Notes: Since we want to represent a probability distribution, the heights of the bars in the histogram above are standardized into relative frequencies instead of the frequencies (counts). According to the empirical view of probability we learned in Chapter 3, relative frequency can be thought of as a probability for students’ rent in the sample data.

Exercise 4.3 Verify that relative frequency satisfy the mathematical definition of a probability in Chapter 3.

4.2.2 Probability Function

Probability functions are mathematical functions that take in a possible value of a random variable, and output the probability or the probability density10 at that specific value. Therefore, they decide how probability distributions look like.

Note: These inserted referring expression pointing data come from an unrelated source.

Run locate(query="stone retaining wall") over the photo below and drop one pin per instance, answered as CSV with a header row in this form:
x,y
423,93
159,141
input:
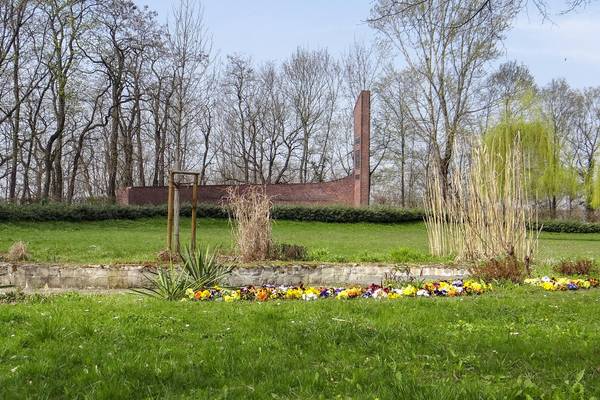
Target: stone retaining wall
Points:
x,y
53,276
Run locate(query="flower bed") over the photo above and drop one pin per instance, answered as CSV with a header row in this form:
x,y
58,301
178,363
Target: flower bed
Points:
x,y
554,284
266,293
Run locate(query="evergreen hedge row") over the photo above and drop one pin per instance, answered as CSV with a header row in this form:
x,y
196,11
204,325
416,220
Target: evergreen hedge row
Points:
x,y
564,226
97,212
376,214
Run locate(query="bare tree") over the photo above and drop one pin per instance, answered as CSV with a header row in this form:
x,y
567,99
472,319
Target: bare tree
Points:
x,y
447,48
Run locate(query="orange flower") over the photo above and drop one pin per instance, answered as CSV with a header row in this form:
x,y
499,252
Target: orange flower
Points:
x,y
262,295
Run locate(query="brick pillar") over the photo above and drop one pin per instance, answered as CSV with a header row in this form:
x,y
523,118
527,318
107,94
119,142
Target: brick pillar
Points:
x,y
362,139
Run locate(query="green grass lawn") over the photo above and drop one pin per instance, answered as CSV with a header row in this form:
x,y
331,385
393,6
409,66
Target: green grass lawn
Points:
x,y
504,344
120,241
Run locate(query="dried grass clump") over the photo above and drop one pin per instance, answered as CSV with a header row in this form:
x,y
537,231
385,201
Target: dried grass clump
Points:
x,y
250,209
484,214
18,252
583,266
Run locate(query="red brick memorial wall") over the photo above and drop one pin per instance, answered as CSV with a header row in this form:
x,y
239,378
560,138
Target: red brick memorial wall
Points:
x,y
351,191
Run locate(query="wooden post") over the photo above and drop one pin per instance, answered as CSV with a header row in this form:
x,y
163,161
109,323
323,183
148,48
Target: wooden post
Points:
x,y
170,212
194,204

Example 4.13 Toss a fair coin. \(X\): the face obtained. The probability function is \[p(X) = \begin{cases} \frac{1}{2} & \text{if } X \text{ is head}, \\ \frac{1}{2} & \text{if } X \text{ is tail}, \\ \end{cases}\]

Exercise 4.4 Consider rolling a fair six-sided die. What is the probability function of

  1. \(X\): the number obtained

  2. \[Y = \begin{cases} 1 & \text{if the number obtained is less than 2} \\ 0 & \text{otherwise} \end{cases}\]

Notes: Difference between probability distributions and probability functions

  • Probability distributions:

    • conceptual understanding of how the probabilities are distributed for a random variable

    • focus on the location (which values are possible), the spread (how the values are different from each other), the shape (how the probabilities are distributed among the possible values), etc.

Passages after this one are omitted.